Taxation of ‘agricultural income’, at present, is the sole prerogative of provincial governments under the 1973 Constitution. All four provinces have laws to this effect, but total collection in 2013-14 was less than Rs2 billion (share of agriculture in GDP was about 22 per cent). No one has calculated how much tax loss Pakistan has suffered perpetually since 1977 on account of non-taxation of agricultural income alone as suggested under the Finance Act, 1977.
If we add total loss of revenue through various exemptions, non-taxation of benefits given to the state oligarchy and through Statutory Regulatory Orders issued during the last four decades, the number comes to more than Rs100 trillion — this explains how unprecedented concessions to the rich has made the state poorer, rendering every citizen of this country to enormous indebtedness. We would not have required any borrowing at all, if tax losses were historically not incurred.
The model of Imran’s Naya Pakistan was presumably built around simplistic assumptions such as, tax collection would double to Rs8 trillion simply because people trusted Imran Khan and therefore would pay their due taxes honestly, that foreign exchange reserves would go up steeply because Imran’s well-wishers in foreign countries would start remitting billions of dollars because they trusted him, the annual loss of $10 billion due to money laundering would stop forthwith because the corrupt rulers would have disappeared as soon as Imran took over the reins of the country, and the siphoned off money amounting to $200 billion stashed outside Pakistan would be brought back the very next day after he is installed in the PM’s office, with this money all our foreign debt would be repaid and Pakistan would still be left with $100 billion, with no more foreign debt to repay and foreign reserves going up by a colossal $100 billion, the PTI government would be able provide 10 million jobs over five years and construct 5 million housing units for the poor in the same period.
Within the first 100 days of his rule, the dream turned sour.
Most of his team along with Imran Khan himself being outsiders, having never before managed the affairs of a government (the KP experience was too meagre compared to the challenges of the federation) they were finding it increasingly difficult to make the federal bureaucracy work the way the government wanted.

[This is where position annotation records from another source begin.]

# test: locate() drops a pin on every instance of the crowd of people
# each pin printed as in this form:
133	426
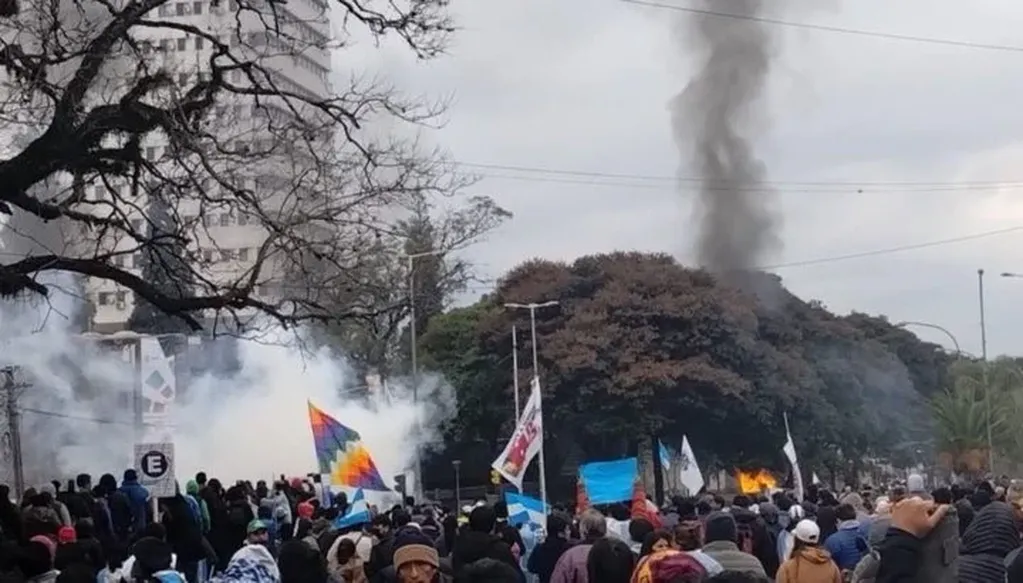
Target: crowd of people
296	531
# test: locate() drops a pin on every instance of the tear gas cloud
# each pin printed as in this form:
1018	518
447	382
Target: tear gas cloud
714	122
248	422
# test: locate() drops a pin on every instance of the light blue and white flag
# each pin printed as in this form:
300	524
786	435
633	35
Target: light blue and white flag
525	509
358	512
665	454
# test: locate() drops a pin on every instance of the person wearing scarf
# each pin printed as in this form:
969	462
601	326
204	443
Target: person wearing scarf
253	563
990	537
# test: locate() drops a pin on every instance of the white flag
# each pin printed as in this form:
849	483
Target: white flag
790	452
526	441
688	469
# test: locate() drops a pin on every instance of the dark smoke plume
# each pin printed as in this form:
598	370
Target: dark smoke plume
714	120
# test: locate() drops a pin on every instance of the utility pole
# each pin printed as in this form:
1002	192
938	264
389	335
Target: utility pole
983	356
11	391
414	361
536	382
515	372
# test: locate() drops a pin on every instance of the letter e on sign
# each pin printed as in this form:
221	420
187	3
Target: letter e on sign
154	464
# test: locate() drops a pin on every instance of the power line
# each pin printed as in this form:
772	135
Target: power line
59	415
893	250
675	179
764	187
830	29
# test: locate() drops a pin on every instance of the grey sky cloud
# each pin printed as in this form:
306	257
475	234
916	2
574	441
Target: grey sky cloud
584	85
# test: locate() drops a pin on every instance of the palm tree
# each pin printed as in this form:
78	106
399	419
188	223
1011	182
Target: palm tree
961	414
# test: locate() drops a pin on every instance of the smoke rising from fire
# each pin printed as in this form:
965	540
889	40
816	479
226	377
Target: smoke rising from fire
714	121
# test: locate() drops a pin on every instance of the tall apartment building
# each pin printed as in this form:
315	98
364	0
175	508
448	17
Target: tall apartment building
297	54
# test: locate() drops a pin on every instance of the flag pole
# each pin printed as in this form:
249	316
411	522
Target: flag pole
515	372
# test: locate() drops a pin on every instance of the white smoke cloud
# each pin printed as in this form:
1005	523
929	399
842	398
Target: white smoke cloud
253	424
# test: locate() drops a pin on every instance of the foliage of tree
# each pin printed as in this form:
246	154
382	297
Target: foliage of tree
640	345
102	107
980	396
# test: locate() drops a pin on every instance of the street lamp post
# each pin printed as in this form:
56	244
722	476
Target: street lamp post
536	379
983	357
457	485
414	360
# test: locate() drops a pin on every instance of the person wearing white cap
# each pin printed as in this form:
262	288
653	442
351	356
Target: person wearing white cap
809	563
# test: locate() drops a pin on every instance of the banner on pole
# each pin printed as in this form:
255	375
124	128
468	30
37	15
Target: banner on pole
790	452
688	469
526	441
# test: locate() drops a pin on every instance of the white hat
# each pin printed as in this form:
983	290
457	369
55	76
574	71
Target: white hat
807	531
796	512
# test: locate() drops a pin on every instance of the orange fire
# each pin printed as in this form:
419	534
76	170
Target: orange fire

Most of the civil servants had stopped working because of the NAB sword over their heads.
The biggest political blunder that the PM committed was the appointment of Usman Buzdar as Punjab Chief Minister which led to an unending political chaos in Pakistan’s biggest province with three centres of power, the other two being manned by Governor Sarwar and Speaker Pervez Elahi.
The next blunder of the PM or for that matter, one bigger than that of Buzdar was his misplaced faith in the financial acumen of his finance minister, Asad Umar. His third blunder was to gather around him as many as half-a-dozen media experts. And a couple of members of his team, like health minister Kiyani and Hoti were seen indulging in blatant corruption.

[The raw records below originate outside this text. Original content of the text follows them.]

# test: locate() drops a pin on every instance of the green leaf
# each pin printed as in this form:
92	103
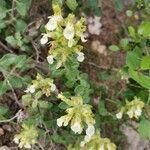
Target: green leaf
23	6
3	110
132	31
129	13
144	29
44	104
27	99
3	87
12	59
72	4
145	63
144	128
119	5
12	41
140	78
63	106
3	12
58	2
15	82
133	59
124	43
114	48
101	108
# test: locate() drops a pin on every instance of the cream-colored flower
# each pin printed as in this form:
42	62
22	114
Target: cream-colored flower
30	89
16	140
44	39
69	32
130	113
50	59
80	56
138	112
76	127
102	147
82	143
83	38
70	43
90	130
28	146
119	115
60	121
52	24
53	87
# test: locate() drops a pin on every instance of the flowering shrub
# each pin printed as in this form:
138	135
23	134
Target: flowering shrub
58	105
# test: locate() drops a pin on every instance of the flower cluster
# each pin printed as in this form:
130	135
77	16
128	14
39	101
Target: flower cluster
27	137
45	85
133	109
64	35
78	114
95	143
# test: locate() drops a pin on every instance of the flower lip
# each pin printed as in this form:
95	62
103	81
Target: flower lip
119	115
90	130
76	127
80	56
50	59
52	24
44	39
69	32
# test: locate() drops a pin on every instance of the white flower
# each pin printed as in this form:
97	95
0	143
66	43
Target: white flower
80	56
52	24
90	130
69	32
16	140
60	121
30	89
83	38
101	147
87	138
21	145
44	39
70	42
119	115
138	112
130	113
50	59
82	143
76	128
28	146
53	87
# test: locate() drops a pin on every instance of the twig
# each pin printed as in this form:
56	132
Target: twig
5	47
11	119
13	8
36	50
101	67
15	96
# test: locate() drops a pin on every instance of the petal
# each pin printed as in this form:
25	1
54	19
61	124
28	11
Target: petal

Indeed, it is not very difficult not to disagree with Mohammad Taqi, a Pakistani-American columnist of the Wire (Pakistan Army’s Imran Khan Project Is Going Belly Up) that Pakistan’s government and its army handlers are in a disarray and the reason is not some concerted domestic political opposition or foreign pressure; it is the sheer incompetence of the army’s political protégés and the outfit’s ignominious tradition of biting off more than it can chew.
“Pakistan’s economy is in a virtual free-fall … [since the engineered ouster of] former Prime Minister Nawaz Sharif’s ouster in 2017. Within a span of the past few weeks, finance minister Asad Umar – touted for a decade as the economics whizz-kid – was unceremoniously shown the door, the State Bank of Pakistan’s governor eased out and the chairman Federal Bureau of Revenue fired.
“In the face of a massive economic turmoil, cricketer-turned-politician Imran Khan’s Pakistan Tehrik-e-Insaf (PTI) government … is running around like a chicken with its head cut off.”
The author is a senior journalist and editor.